In all seriousness tho it's definitely something you're doing, because the vast majority of us aren't having any of those problems. Whenever someone posts an MD5 with their file I check it before installing.. I mean check it when it's on the sd card right before flashing. That would help.. Although tbh I've yet to have an MD5 mismatches, so maybe there's a problem with the method you're using to download or migrate files, or something you're doing or not doing right before flashing. Give some more info we are all happy to help









Sent from my DROID BIONIC using RootzWiki Forums


----------



## marleyinoc (Oct 10, 2011)

No expert of course but I wonder if it has anything to do with using different versions of cw recovery to backup/restore- if that's even possible.


----------



## hackercity (Jun 10, 2011)

Forgive my hijacking and my rant...

Just frustrated... my MD5 mismatches. Come from restoring my backups. I use the same version of recovery each time. Thats what stumps me.
As for the downloads... every single download from my phone gives me an error when i try to flash. Again im stumped!!

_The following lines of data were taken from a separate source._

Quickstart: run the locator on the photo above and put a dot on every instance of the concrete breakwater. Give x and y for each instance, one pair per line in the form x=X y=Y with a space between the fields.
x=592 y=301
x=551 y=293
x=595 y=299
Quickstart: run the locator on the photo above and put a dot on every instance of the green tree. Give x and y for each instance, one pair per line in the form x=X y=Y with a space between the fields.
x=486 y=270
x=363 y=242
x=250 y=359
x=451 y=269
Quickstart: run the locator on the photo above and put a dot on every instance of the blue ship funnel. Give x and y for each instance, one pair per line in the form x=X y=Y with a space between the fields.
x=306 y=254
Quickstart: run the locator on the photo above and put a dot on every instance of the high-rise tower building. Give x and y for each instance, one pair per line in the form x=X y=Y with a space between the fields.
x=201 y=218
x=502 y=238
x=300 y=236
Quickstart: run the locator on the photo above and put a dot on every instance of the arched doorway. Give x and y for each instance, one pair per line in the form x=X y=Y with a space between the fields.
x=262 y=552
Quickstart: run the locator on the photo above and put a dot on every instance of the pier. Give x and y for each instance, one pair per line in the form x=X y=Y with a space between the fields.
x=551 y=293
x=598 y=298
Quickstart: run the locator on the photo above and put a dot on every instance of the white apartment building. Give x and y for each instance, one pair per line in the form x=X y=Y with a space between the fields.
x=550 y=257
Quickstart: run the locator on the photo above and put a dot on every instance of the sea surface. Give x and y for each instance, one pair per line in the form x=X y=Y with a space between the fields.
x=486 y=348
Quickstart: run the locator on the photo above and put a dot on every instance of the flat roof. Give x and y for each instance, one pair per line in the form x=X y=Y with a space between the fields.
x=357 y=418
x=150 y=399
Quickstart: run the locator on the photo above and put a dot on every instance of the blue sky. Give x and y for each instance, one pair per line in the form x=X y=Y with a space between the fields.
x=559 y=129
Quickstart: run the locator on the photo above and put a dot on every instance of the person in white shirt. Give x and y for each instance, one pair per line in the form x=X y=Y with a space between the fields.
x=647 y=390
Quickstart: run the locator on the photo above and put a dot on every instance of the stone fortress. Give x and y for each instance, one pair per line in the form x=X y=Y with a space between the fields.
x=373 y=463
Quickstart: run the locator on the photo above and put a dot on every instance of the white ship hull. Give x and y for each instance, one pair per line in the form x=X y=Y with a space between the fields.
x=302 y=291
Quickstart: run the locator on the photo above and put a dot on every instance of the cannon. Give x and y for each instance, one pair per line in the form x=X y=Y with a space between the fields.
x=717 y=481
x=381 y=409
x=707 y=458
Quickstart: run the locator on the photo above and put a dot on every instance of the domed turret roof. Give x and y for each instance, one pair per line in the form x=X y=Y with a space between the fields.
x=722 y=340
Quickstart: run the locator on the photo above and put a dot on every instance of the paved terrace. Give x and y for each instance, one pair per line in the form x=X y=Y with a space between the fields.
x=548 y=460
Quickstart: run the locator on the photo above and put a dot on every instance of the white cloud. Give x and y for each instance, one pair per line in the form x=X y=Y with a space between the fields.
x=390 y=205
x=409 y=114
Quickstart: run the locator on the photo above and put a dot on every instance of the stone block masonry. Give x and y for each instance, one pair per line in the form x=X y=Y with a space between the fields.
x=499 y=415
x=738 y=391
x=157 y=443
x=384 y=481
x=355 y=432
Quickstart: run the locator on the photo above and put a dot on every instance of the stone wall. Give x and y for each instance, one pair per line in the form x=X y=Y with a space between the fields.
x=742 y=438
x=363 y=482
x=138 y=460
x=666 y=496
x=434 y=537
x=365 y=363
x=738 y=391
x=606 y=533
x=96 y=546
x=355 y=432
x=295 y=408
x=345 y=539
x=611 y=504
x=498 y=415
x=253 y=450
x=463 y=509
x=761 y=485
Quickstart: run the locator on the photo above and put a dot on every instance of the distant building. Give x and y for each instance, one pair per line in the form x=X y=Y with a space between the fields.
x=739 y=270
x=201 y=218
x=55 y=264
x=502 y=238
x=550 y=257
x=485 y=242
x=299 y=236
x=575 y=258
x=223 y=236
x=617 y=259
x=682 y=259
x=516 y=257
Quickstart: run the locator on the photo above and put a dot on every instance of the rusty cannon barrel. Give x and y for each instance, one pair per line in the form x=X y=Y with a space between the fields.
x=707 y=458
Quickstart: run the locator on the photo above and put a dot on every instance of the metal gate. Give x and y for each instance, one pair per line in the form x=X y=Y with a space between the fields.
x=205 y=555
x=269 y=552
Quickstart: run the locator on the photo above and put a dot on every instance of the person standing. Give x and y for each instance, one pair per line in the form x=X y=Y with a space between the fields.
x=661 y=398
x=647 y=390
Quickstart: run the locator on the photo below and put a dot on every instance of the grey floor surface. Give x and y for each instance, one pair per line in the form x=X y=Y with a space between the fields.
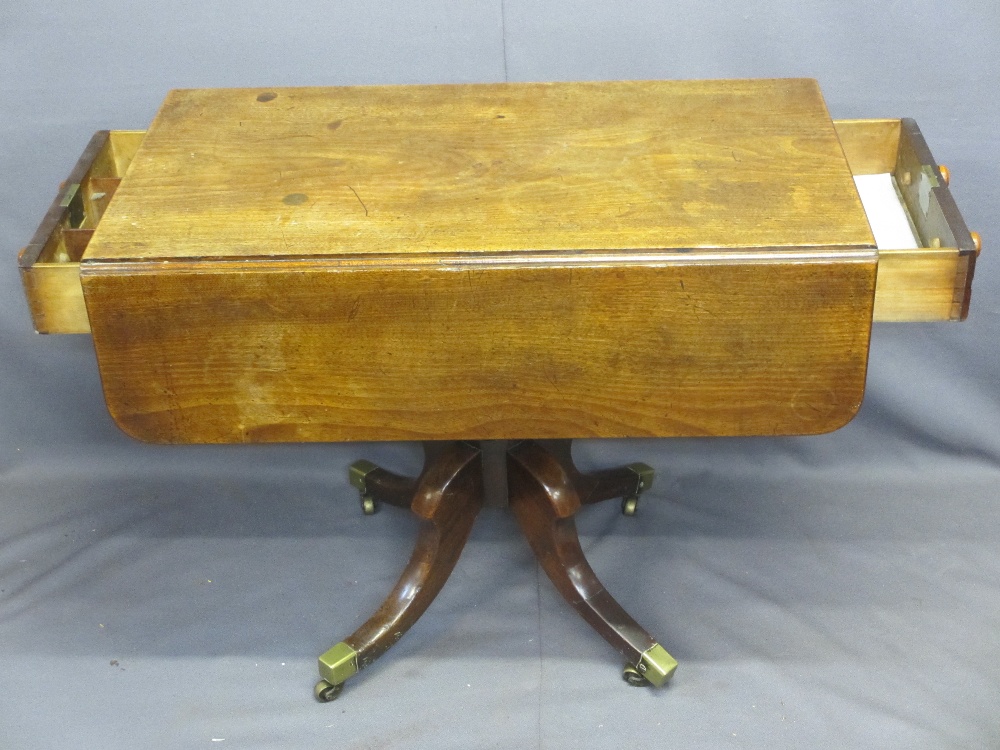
x=829 y=592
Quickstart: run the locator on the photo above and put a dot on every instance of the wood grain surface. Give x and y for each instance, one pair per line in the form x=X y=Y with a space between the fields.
x=485 y=168
x=301 y=350
x=484 y=262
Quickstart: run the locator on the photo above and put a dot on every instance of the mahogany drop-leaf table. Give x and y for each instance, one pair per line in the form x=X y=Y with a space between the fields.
x=495 y=270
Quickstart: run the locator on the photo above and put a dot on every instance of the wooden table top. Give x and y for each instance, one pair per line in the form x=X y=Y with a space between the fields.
x=496 y=168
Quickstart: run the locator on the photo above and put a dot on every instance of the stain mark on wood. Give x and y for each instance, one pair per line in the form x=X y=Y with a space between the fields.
x=359 y=199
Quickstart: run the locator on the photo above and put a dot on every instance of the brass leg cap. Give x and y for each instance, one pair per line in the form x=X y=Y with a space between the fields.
x=656 y=665
x=338 y=663
x=325 y=692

Again, sorry for hijacking... thanks for the feed back guys...


----------



## 2defmouze (Oct 12, 2011)

hackercity said:


> Forgive my hijacking and my rant...
> 
> Just frustrated... my MD5 mismatches. Come from restoring my backups. I use the same version of recovery each time. Thats what stumps me.
> As for the downloads... every single download from my phone gives me an error when i try to flash. Again im stumped!!
> ...


It's cool bro.. Like i said in OP I've yet to restore from a backup so can't advise really on what's going on there..

As for downloads, do you get the same problems if you download to your computer, move to your sd card and then flash, or is it only if you download directly on your phone?

EDIT: if you can try and post exactly what error message your typically getting.. Can only help us narrow down the problem maybe

S3nt from my Th3oriz3d DROID BIONIC using RootzWiki Forums


----------



## G8orDroid (Aug 12, 2011)

hackercity said:


> Forgive my hijacking and my rant...
> 
> Just frustrated... my MD5 mismatches. Come from restoring my backups. I use the same version of recovery each time. Thats what stumps me.
> As for the downloads... every single download from my phone gives me an error when i try to flash. Again im stumped!!
> ...


If you haven't yet, you may want to try reformatting your sd card and see if that helps.


----------